Por supuesto que debería haberlas. Chile no está acostumbrado a instituciones de tan mala calidad como la Cámara Baja en la actual legislatura. Y quizás porque nunca haya que perder completamente la confianza en la buena fe y el patriotismo de la gente, las expectativas en torno al trabajo de la Convención, si bien han ido a la baja, aún se mantienen en terreno positivo. A veces pánfilamente positivo, es cierto, pero eso, aunque no sea muy tranquilizador, ya es algo. El problema es que todo el ambiente político está complicado y no porque haya subido el tono de los ataques por pensar así o asá, de una manera o de otra. Está complicado porque comenzó a ser atacada la propia institucionalidad democrática. Tremenda cosa, se dirá, dado que eso y no otra cosa fue el estallido. Es cierto. Pero ahora el cuadro es un poco distinto. Porque el ataque a los valores de la democracia no viene de afuera, de las turbas que saqueaban y vandalizaban la ciudad a su amaño durante largas semanas. Viene también de adentro, de las propias instituciones, de mayoría tránsfugas que juntan muchas veces el hambre con las ganas de comer.
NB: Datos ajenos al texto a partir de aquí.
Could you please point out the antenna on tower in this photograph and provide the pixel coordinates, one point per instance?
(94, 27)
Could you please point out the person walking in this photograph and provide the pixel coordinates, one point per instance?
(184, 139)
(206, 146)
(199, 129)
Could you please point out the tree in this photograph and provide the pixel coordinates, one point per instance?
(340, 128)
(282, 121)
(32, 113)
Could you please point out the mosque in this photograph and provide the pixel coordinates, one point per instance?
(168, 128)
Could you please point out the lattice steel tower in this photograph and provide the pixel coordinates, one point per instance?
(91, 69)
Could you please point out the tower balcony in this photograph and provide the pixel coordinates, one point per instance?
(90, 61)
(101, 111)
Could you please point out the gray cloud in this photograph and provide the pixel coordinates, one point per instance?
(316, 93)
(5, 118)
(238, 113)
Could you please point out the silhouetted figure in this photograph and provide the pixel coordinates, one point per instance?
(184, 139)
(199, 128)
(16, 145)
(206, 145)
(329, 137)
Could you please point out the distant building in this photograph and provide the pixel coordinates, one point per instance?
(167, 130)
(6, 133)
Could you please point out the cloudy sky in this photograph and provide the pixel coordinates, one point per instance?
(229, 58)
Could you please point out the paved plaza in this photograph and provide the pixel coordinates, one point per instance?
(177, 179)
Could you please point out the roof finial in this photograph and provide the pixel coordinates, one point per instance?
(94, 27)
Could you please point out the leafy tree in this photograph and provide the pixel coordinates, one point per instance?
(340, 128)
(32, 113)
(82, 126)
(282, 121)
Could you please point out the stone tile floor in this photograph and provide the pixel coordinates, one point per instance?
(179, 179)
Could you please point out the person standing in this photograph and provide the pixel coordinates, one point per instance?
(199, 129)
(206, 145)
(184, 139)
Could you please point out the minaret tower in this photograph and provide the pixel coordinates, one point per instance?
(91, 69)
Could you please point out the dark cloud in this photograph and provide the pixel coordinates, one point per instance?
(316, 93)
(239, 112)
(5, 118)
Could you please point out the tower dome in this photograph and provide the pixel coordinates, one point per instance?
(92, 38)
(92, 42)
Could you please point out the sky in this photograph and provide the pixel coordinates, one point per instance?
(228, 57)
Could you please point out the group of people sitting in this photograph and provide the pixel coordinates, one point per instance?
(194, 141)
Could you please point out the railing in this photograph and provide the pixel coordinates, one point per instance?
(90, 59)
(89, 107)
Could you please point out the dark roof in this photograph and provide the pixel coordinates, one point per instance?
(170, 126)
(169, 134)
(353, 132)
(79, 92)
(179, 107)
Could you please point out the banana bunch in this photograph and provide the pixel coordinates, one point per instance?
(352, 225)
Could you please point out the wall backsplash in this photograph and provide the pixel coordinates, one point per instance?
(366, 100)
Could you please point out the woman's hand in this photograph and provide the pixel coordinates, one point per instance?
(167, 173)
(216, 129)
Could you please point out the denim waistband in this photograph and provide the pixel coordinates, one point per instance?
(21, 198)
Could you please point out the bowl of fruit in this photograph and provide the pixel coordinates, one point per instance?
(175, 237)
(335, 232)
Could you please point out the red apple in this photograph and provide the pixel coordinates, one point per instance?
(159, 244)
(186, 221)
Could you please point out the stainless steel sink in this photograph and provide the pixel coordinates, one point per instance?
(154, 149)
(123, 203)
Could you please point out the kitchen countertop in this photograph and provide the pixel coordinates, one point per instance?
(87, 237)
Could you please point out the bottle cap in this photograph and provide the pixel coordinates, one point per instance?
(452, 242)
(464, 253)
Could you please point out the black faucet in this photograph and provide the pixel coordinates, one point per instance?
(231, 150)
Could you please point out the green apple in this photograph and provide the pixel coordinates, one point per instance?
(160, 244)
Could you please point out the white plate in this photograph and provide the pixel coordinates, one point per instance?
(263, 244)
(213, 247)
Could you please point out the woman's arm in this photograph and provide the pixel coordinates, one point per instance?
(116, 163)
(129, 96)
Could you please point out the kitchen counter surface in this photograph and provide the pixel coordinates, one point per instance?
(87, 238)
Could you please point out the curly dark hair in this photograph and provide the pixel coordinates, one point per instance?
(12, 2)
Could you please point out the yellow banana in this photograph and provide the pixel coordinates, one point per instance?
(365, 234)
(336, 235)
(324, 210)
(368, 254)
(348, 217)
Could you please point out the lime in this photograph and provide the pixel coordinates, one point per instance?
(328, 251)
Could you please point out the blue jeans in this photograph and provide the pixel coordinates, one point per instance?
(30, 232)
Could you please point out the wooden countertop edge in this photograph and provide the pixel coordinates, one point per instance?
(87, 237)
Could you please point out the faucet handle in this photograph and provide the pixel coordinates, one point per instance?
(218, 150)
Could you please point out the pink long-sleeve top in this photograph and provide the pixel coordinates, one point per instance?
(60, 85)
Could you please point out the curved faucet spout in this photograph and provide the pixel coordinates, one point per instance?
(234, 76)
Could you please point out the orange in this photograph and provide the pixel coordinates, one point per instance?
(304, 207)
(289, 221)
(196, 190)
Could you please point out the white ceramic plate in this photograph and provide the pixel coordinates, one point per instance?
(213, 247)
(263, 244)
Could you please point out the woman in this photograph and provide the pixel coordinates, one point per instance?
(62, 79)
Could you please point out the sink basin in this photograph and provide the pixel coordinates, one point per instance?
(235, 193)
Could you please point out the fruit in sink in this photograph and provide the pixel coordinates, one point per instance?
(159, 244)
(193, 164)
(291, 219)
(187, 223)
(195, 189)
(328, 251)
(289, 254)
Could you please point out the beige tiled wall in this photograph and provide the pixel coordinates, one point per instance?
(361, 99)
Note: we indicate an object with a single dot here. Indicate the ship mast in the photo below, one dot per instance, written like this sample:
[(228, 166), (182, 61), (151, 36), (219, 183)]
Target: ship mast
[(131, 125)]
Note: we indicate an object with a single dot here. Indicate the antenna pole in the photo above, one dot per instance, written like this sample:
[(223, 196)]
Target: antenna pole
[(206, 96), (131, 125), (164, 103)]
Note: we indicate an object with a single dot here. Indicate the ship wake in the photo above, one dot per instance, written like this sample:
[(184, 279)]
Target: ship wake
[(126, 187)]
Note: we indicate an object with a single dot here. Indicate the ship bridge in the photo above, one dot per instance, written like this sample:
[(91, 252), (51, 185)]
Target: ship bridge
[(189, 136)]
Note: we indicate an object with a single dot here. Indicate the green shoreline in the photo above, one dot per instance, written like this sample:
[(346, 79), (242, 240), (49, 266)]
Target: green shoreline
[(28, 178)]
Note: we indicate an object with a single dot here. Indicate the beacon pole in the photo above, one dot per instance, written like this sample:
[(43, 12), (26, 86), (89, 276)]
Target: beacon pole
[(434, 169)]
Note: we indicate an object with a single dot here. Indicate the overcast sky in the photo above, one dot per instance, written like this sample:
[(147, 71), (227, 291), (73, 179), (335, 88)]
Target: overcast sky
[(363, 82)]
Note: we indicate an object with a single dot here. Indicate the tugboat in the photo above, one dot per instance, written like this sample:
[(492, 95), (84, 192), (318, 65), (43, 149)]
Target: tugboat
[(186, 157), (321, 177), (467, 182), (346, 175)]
Es nada menos que la Convención Constitucional la que tipifica un concepto de negacionismo cuya amplitud ya se quisiera cualquier gobierno totalitario para sepultar la libertad de expresión. ¿Qué concepto de democracia o de derechos humanos está manejando la mayoría que aprobó esa norma? Son, por otra parte, los diputados los que insisten en saltarse la Constitución que juraron respetar. Son las cámaras las que reciben las urgencias del Ejecutivo para legislar como si oyeran llover. Eso no es todo, porque hay otros frentes donde también estamos confundidos. Es la Corte Suprema, por ejemplo, la que le echa leños al fuego de la inmigración al establecer que da lo mismo si el inmigrante entró al país legal o ilegalmente. Es la Contraloría la que pone las cosas más cuesta arriba cuando se trata de poner un poco de orden -orden que no existe- en la macrozona. Hubo un tiempo en que las normas se tenían que interpretar desde la buena fe y en coherencia con el ordenamiento jurídico. No está claro en qué momento, resquicios mediante, comenzaron a interpretarse sistemáticamente en contra del interés nacional.
Hay que reconocerlo: la única certeza realmente instalada hoy en el país es que no las tenemos.